| Literature DB >> 35855304 |
Armin Mortazavi1, Diana Nwokoye1,2, David T Asuzu1,2,3, Gretchen Scott1, Panagiotis Mastorakos1,3, Prashant Chittiboina1,2.
Abstract
BACKGROUND: Brainstem and spinal cord hemangioblastomas are a common manifestation of von Hippel-Lindau (VHL) disease. Cysts and associated syringes are the most common cause of significant morbidity in these patients. Surgical treatment of symptomatic hemangioblastomas are often complicated by the presence of multiple potential lesions, leading to cyst and syrinx formation. OBSERVATIONS: The authors present a case of a patient with multiple VHL-related hemangioblastomas who presented with syringobulbia and holocord syrinx. Resection of two cyst wall hemangioblastomas and one cervical hemangioblastoma only transiently improved syringobulbia. Eventual resolution of syringobulbia and collapse of the holocord syrinx only occurred following removal of a large lower thoracic hemangioblastoma. LESSONS: Surgical management of hemangioblastomas and associated cysts in patients with VHL should only target lesions most likely contributing to neurological deficits as excess surgical intervention risks treatment-related morbidity. The authors illustrate how anatomical and pathophysiological considerations as well as patient symptoms are key to identifying target lesions for resection and developing deliberate treatment plans.Entities:
Keywords: CNS = central nervous system; MRI = magnetic resonance imaging; POD = postoperative day; RUE = right upper extremity; VHL; VHL = von Hippel–Lindau; cyst; hemangioblastoma; syrinx; von Hippel–Lindau
Year: 2021 PMID: 35855304 PMCID: PMC9265196 DOI: 10.3171/CASE21296
Source DB: PubMed Journal: J Neurosurg Case Lessons ISSN: 2694-1902
FIG. 1.Cervical and thoracic MRI at initial presentation. A and B: Cervical (A) and thoracic (B) T2 sagittal MRI demonstrates extensive septated syringes throughout the brainstem and spinal cord.
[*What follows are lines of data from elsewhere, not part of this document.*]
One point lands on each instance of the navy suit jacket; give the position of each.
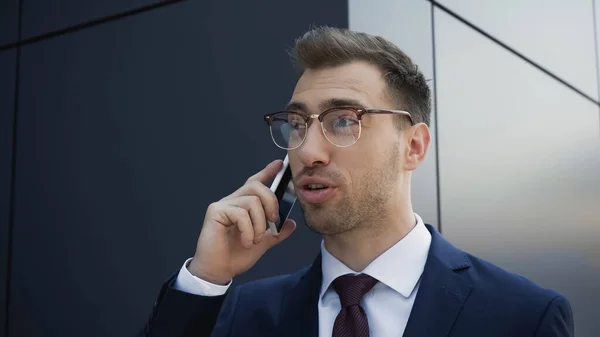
(459, 295)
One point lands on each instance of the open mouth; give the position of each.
(315, 187)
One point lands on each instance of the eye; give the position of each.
(344, 122)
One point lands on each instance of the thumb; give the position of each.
(271, 239)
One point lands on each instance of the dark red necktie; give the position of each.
(352, 319)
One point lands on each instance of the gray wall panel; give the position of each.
(407, 23)
(127, 132)
(9, 20)
(519, 168)
(557, 34)
(40, 16)
(7, 98)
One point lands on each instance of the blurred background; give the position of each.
(120, 121)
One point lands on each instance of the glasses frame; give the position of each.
(359, 112)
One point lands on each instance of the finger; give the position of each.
(268, 173)
(254, 206)
(241, 219)
(267, 198)
(271, 239)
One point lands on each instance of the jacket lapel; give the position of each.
(299, 314)
(442, 291)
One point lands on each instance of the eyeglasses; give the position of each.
(340, 125)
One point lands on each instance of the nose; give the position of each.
(315, 150)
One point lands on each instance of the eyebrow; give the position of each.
(327, 104)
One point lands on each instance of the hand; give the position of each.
(234, 234)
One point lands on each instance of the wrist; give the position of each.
(202, 274)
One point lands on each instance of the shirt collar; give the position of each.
(407, 256)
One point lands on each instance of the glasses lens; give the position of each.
(288, 129)
(342, 127)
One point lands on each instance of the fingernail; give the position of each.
(260, 237)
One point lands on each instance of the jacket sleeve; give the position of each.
(177, 313)
(557, 321)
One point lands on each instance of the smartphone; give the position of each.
(283, 187)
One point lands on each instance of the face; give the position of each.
(362, 181)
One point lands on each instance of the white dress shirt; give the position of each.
(387, 305)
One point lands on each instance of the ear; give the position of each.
(417, 139)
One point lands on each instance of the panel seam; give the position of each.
(595, 28)
(437, 125)
(87, 24)
(513, 51)
(13, 171)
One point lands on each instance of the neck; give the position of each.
(358, 247)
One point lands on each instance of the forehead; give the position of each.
(357, 81)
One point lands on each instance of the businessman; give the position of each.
(355, 127)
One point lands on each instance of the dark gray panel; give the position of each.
(9, 19)
(7, 98)
(40, 16)
(127, 132)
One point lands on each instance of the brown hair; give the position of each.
(323, 47)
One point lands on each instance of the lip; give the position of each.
(315, 196)
(313, 180)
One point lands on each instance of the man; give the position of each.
(355, 128)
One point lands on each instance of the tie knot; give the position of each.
(351, 288)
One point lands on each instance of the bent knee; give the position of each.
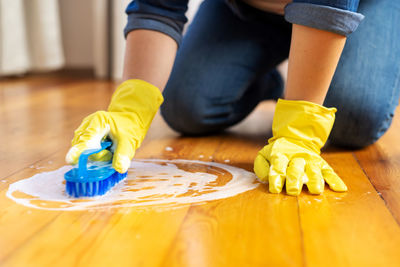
(360, 131)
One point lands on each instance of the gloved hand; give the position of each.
(131, 110)
(300, 129)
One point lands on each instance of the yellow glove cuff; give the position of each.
(304, 123)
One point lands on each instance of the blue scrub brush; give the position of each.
(93, 180)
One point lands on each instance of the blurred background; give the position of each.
(41, 36)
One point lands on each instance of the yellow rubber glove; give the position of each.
(300, 129)
(131, 110)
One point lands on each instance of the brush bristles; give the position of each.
(97, 188)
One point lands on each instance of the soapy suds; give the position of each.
(150, 183)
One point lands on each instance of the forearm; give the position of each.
(314, 55)
(149, 56)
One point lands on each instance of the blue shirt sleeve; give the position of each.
(338, 16)
(166, 16)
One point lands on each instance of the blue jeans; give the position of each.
(226, 66)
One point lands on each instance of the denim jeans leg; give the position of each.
(212, 84)
(366, 85)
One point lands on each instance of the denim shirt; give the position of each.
(168, 16)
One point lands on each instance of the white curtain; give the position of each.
(30, 36)
(109, 42)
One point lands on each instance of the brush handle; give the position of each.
(83, 158)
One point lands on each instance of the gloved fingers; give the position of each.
(74, 152)
(261, 168)
(104, 155)
(334, 181)
(123, 154)
(277, 172)
(294, 176)
(81, 129)
(316, 181)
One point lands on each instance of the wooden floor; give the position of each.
(357, 228)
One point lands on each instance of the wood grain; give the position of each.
(255, 228)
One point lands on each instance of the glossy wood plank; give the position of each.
(348, 229)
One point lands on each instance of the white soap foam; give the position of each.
(150, 182)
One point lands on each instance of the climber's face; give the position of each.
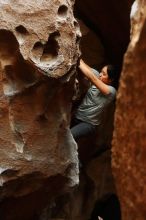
(103, 76)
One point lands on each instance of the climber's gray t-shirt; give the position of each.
(94, 104)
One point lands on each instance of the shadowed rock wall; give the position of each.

C and D: T1 postcontrast sagittal (C) and axial (D) cervical MRI demonstrates obex (black arrowhead), brainstem (BS) rostral (white arrowhead), BS caudal (white arrow), and C3–4 (black arrow) hemangioblastomas. E and F: T1 postcontrast sagittal (E) and axial (F) thoracic MRI demonstrates left intramedullary T10 hemangioblastoma.
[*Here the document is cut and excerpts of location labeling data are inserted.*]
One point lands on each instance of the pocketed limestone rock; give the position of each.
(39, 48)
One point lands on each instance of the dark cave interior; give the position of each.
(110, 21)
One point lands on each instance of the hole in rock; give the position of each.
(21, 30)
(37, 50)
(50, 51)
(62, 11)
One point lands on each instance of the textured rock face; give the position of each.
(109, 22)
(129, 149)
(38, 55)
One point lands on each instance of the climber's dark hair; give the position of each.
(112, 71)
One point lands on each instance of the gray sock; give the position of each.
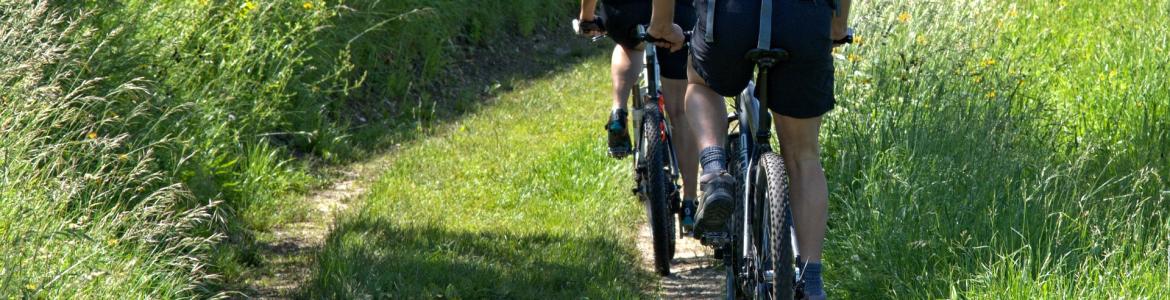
(713, 158)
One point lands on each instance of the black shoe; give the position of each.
(619, 137)
(717, 203)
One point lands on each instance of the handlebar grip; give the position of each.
(644, 35)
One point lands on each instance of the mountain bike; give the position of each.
(655, 161)
(757, 249)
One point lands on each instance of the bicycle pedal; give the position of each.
(715, 238)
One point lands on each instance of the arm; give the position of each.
(586, 13)
(662, 26)
(841, 19)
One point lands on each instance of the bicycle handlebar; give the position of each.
(642, 35)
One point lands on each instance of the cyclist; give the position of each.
(620, 18)
(802, 93)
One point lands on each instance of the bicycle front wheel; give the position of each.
(773, 182)
(655, 188)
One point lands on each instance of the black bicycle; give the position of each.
(655, 161)
(757, 251)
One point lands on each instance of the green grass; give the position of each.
(144, 143)
(516, 200)
(990, 149)
(1003, 149)
(979, 150)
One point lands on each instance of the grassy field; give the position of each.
(979, 150)
(516, 200)
(143, 144)
(1002, 149)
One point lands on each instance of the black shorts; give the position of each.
(802, 87)
(621, 19)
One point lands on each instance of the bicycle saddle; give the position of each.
(768, 56)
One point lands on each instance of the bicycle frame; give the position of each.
(653, 93)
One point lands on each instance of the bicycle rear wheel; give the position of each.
(773, 189)
(656, 189)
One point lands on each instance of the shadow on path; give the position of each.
(379, 259)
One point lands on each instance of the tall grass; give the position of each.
(85, 210)
(1002, 149)
(138, 135)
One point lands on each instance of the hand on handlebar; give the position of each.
(592, 28)
(672, 36)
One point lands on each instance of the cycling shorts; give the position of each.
(803, 86)
(621, 19)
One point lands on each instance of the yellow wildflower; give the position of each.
(988, 62)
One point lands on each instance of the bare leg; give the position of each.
(625, 65)
(706, 111)
(809, 190)
(683, 138)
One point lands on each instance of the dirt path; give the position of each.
(291, 247)
(694, 273)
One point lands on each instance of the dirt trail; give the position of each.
(694, 273)
(290, 251)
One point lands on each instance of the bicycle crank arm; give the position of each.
(716, 238)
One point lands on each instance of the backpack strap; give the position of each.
(765, 25)
(709, 33)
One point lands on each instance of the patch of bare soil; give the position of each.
(695, 273)
(289, 254)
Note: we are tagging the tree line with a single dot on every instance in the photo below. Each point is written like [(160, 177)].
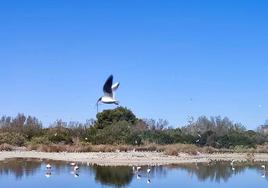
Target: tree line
[(121, 126)]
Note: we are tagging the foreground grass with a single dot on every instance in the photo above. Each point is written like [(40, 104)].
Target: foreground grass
[(173, 149)]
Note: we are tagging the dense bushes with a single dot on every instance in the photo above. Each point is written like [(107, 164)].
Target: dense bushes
[(121, 127)]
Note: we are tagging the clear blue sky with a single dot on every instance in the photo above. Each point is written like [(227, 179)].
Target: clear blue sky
[(174, 59)]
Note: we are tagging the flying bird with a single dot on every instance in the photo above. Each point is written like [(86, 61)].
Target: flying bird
[(109, 92)]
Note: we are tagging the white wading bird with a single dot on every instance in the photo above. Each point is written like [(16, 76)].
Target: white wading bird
[(109, 92)]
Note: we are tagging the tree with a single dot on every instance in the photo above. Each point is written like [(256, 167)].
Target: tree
[(109, 117)]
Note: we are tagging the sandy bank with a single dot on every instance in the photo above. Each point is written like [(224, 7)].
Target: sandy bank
[(130, 158)]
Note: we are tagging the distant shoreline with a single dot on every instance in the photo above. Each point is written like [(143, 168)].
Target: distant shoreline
[(132, 158)]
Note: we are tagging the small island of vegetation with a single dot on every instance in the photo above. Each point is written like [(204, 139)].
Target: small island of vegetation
[(120, 130)]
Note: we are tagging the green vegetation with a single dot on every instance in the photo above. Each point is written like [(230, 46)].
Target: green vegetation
[(120, 127)]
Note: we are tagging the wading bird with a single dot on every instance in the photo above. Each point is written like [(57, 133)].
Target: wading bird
[(109, 92)]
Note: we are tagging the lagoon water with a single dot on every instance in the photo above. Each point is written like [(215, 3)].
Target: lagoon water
[(25, 173)]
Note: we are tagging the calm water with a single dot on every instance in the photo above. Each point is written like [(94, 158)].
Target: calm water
[(25, 173)]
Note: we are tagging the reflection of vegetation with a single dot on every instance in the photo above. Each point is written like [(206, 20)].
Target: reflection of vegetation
[(19, 167), (122, 176), (218, 171), (118, 176)]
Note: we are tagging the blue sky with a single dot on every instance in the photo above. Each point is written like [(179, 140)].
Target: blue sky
[(174, 59)]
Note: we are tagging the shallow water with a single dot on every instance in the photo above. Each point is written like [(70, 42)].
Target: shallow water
[(32, 173)]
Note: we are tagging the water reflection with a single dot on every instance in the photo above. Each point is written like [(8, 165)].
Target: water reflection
[(215, 172), (119, 176)]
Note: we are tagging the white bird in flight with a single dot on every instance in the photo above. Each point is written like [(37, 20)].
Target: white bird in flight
[(109, 92)]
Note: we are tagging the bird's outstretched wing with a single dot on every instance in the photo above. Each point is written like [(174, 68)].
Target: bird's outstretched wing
[(107, 88), (115, 86)]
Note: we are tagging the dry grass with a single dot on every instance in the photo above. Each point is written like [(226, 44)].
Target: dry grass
[(173, 149), (6, 147)]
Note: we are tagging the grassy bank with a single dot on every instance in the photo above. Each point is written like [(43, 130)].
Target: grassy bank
[(172, 149)]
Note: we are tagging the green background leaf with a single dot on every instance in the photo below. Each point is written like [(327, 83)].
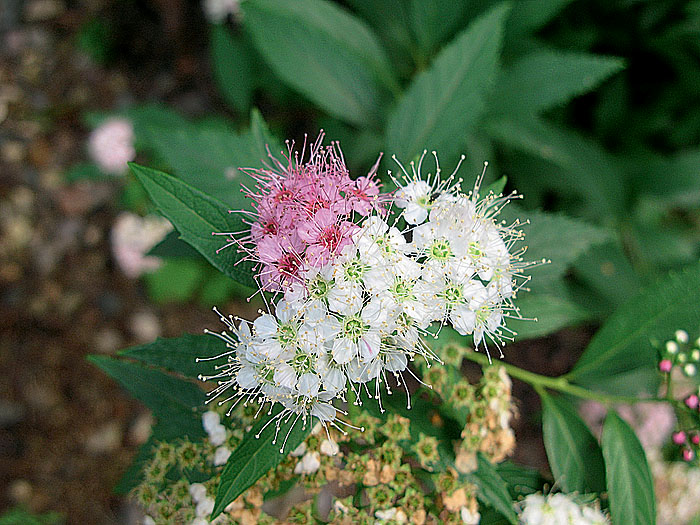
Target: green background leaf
[(629, 481)]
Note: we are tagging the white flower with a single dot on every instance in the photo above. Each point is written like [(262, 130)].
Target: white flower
[(415, 198), (221, 456), (111, 145), (210, 420), (309, 464), (204, 507), (469, 517), (133, 237), (329, 448), (198, 492)]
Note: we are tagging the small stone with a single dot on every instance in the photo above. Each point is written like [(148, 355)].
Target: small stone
[(145, 326), (105, 439)]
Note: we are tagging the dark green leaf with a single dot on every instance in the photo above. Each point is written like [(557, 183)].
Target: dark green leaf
[(546, 79), (255, 456), (325, 53), (197, 216), (446, 100), (176, 280), (574, 455), (588, 171), (492, 489), (623, 343), (629, 481), (179, 354), (232, 68), (174, 402)]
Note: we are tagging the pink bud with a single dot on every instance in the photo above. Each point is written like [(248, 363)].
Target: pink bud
[(679, 438)]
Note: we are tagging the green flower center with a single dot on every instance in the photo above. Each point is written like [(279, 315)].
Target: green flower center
[(440, 250), (286, 333), (302, 362), (354, 328), (453, 295), (319, 287), (355, 269), (402, 289)]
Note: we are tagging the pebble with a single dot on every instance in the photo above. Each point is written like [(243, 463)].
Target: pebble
[(145, 326)]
FIG. 2.First operative intervention. A: Microscopic intraoperative images demonstrating right intramedullary cervical hemangioblastoma preresection (left) and postresection (right). B: Microscopic intraoperative images demonstrating rostral brainstem hemangioblastoma on cyst wall premyelotomy (left) and postmyelotomy (right).
FIG. 3.Postoperative cyst recurrence and second operative intervention. A: Cervical T2 sagittal MRI demonstrates cyst recurrence. B: Cervical T1 postcontrast MRI demonstrates remaining caudal brainstem (BS) cyst wall hemangioblastoma. C: Microscopic intraoperative images demonstrating caudal BS hemangioblastoma on cyst wall preresection (left) and postresection (right). D: Postoperative T1 postcontrast brain MRI confirmed resection and drastically decreased cyst size. E: T1 postcontrast brain MRI 1-month postoperatively demonstrating cyst recurrence.
FIG. 4.Postoperative cyst recurrence. A: Cervical and thoracic T2 MRI demonstrates persistent syringes from the brainstem to the conus. T1 postcontrast thoracic MRI demonstrates a T10 hemangioblastoma (white arrow). B: T1 postcontrast axial thoracic MRI demonstrates a left intramedullary T10 hemangioblastoma (white arrow).
FIG. 5.Third operative intervention. A: Microscopic intraoperative images demonstrating a T10 intramedullary hemangioblastoma preresection (left) and postresection (right). B and C: T2 cervical and thoracic MRI on POD1 (B) and on 1-year follow-up (C) demonstrate gradual collapse of the syringes throughout the brainstem and spinal cord.